Have you ever wondered about the notion that fishes drink water? Or do they experience thirst? If so, you are not alone! It is one of the most common questions people ask about fish.
As you may already have thought, they live in the water, right? So, you're trying to think whether they just open their mouth and drink water.
Before we start to think about whether they drink water, we must learn first whether or not fishes do get thirsty. And this is because if they don't get thirst, why would they drink water, right? If your curiosity is killing you now about this problem, then let us handle this problem for you and answer this difficult question.
What is Thirst?
If we're talking about whether they are getting thirsty, it would be wise to know the term 'thirst' first. The most basic answer to this question is the urge to drink water; that is what thirst is all about. The degree of thirst varies from person to person and from animal to animal. You may be gulping down boatloads of water, and still, you are thirsty, while some drink a glass of water and will immediately feel full.
Animals also feel thirsty. Like humans, imminent death will surely come if you don't drink water, as you will most likely die of dehydration. Most animals face these threats as water sources have been on the decline over the years. These are especially true in deserted areas that have a scarcity of water. Simply put, like us humans, animals also drink water whenever they feel thirsty.
Do Fish Get Thirsty?
The answer to that question is that we don't know! It might be safe to assume they are doing it because they live in the water, right?
It can hardly be explained that fishes get thirsty because they are non-mammals! While land mammals exhibit thirstiness as life without water dehydrates them, no studies have shown that fish drink water because they are thirsty.
When you are thirsty, you experience many things, from having a dry mouth, flaking of the skin, dehydration, fatigue, restlessness and many more. And when you are thirsty, you simply crave water like anybody else. Without water, life here on earth would be meaningless as days go by and the population dwindles until there's no one left.

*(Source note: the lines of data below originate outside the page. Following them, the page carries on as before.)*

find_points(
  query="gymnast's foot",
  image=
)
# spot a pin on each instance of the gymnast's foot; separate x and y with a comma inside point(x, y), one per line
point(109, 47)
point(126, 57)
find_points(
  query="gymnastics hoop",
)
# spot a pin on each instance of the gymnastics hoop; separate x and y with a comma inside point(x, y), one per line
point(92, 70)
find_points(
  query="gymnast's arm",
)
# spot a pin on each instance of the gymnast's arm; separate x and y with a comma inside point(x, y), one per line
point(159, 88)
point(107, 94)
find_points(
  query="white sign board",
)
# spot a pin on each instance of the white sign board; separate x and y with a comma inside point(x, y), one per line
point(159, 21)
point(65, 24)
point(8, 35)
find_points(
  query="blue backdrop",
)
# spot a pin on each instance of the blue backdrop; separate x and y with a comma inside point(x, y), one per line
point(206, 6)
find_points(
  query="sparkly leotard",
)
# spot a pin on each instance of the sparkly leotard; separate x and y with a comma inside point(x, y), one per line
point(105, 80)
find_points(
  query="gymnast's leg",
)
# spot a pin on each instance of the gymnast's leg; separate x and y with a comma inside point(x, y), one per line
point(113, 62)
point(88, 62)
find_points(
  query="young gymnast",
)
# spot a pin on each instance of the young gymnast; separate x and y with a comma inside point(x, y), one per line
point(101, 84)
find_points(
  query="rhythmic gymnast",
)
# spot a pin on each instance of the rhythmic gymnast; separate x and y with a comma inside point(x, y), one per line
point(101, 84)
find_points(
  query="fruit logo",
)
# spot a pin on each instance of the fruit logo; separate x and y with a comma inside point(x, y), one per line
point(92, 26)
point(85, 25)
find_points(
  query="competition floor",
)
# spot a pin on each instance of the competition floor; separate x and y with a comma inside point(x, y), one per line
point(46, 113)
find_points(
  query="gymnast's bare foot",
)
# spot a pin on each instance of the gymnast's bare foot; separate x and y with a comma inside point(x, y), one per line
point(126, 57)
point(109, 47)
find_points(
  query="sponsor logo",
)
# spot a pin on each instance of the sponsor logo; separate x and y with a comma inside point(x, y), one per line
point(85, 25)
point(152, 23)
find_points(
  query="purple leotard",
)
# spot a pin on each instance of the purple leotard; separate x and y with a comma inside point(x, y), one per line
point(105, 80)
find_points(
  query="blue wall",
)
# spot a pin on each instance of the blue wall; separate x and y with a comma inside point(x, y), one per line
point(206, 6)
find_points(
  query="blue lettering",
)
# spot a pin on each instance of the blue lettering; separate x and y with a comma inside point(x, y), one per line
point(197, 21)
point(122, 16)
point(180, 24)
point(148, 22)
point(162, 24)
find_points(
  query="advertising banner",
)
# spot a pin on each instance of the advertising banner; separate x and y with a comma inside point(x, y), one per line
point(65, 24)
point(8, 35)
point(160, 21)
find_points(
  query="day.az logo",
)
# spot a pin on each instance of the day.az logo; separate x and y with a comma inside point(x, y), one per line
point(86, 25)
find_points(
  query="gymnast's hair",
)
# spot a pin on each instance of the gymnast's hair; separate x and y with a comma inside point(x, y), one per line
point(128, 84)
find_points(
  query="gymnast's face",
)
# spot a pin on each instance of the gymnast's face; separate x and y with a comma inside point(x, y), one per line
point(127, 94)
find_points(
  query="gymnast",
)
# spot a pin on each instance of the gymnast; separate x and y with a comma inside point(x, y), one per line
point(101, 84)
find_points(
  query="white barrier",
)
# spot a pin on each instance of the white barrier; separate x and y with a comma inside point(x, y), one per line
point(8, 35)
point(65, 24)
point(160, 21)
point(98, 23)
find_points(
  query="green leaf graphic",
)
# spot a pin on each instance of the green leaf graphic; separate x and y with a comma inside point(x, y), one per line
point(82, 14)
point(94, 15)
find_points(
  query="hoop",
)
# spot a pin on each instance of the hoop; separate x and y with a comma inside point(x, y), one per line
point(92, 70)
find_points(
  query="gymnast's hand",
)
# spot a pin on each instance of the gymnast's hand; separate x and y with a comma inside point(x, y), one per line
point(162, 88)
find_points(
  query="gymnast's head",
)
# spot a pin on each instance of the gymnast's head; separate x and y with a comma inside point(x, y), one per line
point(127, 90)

But because we can't judge a fish without being a 'fish', there's no better way to know whether there are behaviours that exhibit thirstiness. But for the importance of science, each creature in this world needs water to be hydrated, and the same can be said for the fishes.
While we know how water plays an important role for fishes, they also have an osmoregulation process to help balance out water and salt in their body for them to live. Osmoregulation is a process in which the body balances out water and salt in the body's membranes.
This process is the same with humans. Two organs power Osmoregulation in fishes and the first one is the gills that function by exchanging water and salt in the environment. The second organ responsible for osmoregulation is the kidney, which balances out the body's salt levels. These are important processes in which a fish should live accordingly and are also why they need water the same way as a human does.
Saltwater Fish vs Freshwater Fish
It's a different case for fishes who lives in a different environment. Let's take, for example, freshwater and saltwater fishes, it has been studied that freshwater fishes don't 'actively' drink water on purpose, and this is because water dilutes their bodily fluids and blood.
Freshwater fishes have a saltier composition of blood and tissues compared to their environment. As a result, the process of osmoregulation in a freshwater fish is to use the kidney to expel a lot of water from its blood and into its living environment, and diluted urine comes out of the body. This is to help water from keeping the freshwater fish's body from diluting, and they mostly pee this diluted urine time and time again to help out the balancing of the levels.
The second part of the osmoregulation process is the kidney constantly pumps salt towards the body to keep the balance of water and salt – this is aided by the salt cells.
On the other hand, saltwater fishes drink water through their mouth to keep them hydrated.
The challenge on their part is the exact opposite of the problems freshwater fish experience, and because they live in a saltier environment, they need to keep water in their body to balance out salt and water.
While a freshwater fish kidney's primary use in osmoregulation is to funnel in the salt inside the body, a saltwater fish kidney facilitates flushing out these salts outside while balancing water levels inside the body.
Simply put, freshwater fishes need more salt because they have a saltier body. In contrast, saltwater fishes need water to flush out salts in their body because they live in a saltier environment.
So, saltwater fishes drink water because they are thirsty?
No, the answer is still no. As we've mentioned earlier, being thirsty is the drive to drink water, which will unlikely be why saltwater fishes drink water. Because they live in the water, they aren't consciously trying to drink water because they are thirsty.
Wrapping Things Up
Do fish get thirsty? Fishes, like humans, share some common characteristics in order for us and them to live. Water is essential for survival, and whether they do get thirsty or not is not up to us. We use to water the same way as almost all animals to survive. While some fishes use water differently to survive, it is still the main concept.
There are a lot of studies that need to be done to further have a grasp on whether fish get thirsty. However, hopefully, this article should answer all your queries regarding thirst and fish. What we can only do is admire them and take good care of them.